VNC is the best solution for your team if:
- You need access to embedded devices without local users
- You have infrequent, short usage patterns
- You don’t need shared printers, USB devices
- You don’t have control of the users’ device
Detailed Considerations: Microsoft Remote Connect
Microsoft’s Remote Desktop Protocol is tightly coupled with the Microsoft Windows ecosystem. It provides excellent performance even on low-bandwidth network connections. Because it is geared around non-shared desktop usage, it is best used when you have single-user applications and pairs nicely with a local-desktop native client.
The Agilicus AnyX Desktop integration implements a Zero Trust Remote Desktop Gateway to create a seamless single-sign-on (with optional multi-factor) to a machine running remotely with Remote Desktop. It can be launched directly through the Agilicus Profile, or, from the ‘start’ menu of your operating system. Native clients can directly connect without a VNC or proxy owing to the unique nature of the Desktop Gateway.
Encryption is end-to-end from the user’s desktop to the end server. Owing to this, password stuffing is not possible. In common implementations, the user will ‘sign in’ with the local identity.
Remote Desktop is the best solution for your team if:
- You run productivity applications such as ERP, word processor
- You may want to locally print or share storage
- You have relatively long sessions
- Your sessions tend to be from desktop-style computers
Regardless of which method you use, the basics apply:
- Requests flow “May I please have permission for”

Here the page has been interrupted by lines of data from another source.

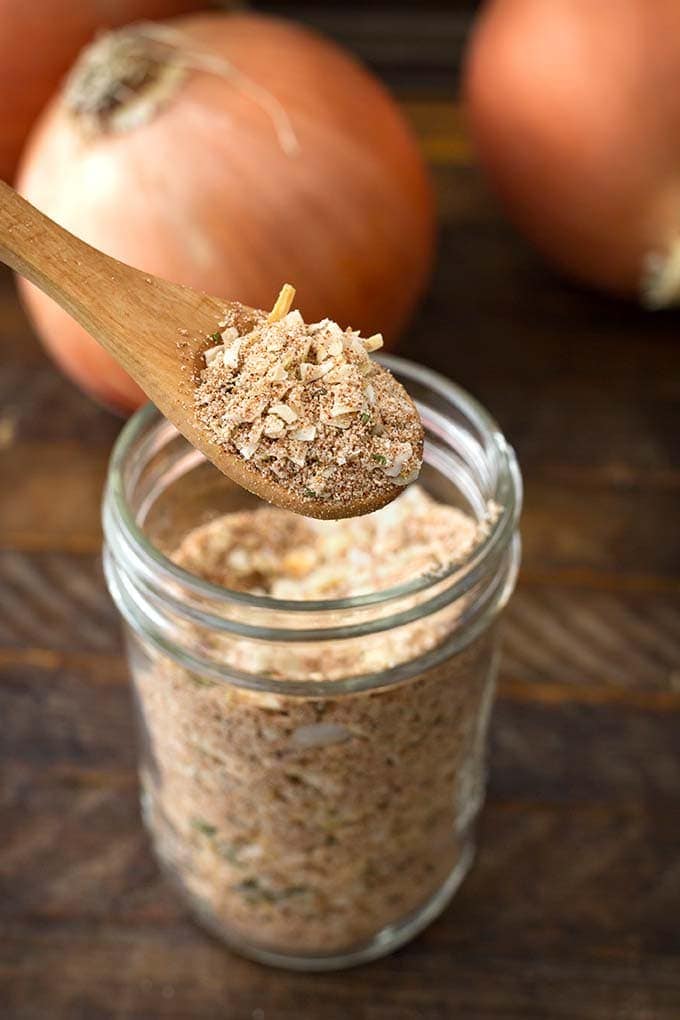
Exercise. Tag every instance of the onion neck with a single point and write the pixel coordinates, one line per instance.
(661, 281)
(121, 81)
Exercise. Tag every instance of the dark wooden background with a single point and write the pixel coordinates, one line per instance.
(573, 908)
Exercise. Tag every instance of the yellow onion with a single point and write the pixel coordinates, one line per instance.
(231, 153)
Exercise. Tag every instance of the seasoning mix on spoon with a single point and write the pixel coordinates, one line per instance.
(307, 407)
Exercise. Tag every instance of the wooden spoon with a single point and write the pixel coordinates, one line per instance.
(156, 329)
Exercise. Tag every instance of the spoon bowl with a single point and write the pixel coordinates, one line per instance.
(156, 329)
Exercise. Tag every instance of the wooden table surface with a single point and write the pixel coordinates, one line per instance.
(573, 907)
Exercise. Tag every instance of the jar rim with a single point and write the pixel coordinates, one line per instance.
(507, 496)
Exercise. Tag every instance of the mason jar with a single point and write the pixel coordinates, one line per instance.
(311, 771)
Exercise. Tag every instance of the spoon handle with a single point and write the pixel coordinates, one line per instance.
(79, 277)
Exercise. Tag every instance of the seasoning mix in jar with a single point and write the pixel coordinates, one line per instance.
(313, 697)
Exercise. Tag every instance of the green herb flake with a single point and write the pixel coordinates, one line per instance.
(205, 827)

- Multi-Factor: “I have, I am, I know”
- Unified authentication: your team, and your partners’ teams, all with single-sign-on
- Precise authorization: user A can do B to C at this time
- Seamless access: no VPN to bring up, no overlapping IP or split horizon
Conclusion
In conclusion, the Agilicus AnyX Desktop feature offers a powerful combination of simplicity, security, and graphical capabilities through single-sign-on, Zero Trust, and Multi-Factor Authentication. This feature caters to a wide range of needs, including embedded systems and remote productivity applications. When it comes to enabling a Desktop resource for users, there are two viable options: Virtual Network Computing (VNC) and Microsoft Remote Desktop Protocol (RDP). Choosing the best option for your application and users depends on various factors.
It is important to carefully assess the specific requirements and considerations of your use case to make an informed decision. By evaluating the strengths and weaknesses of both VNC and RDP, you can determine which protocol aligns better with your application’s needs, user preferences, and security requirements. Ultimately, selecting the most suitable approach will help provide an optimal user experience and enhance productivity while maintaining a high level of security.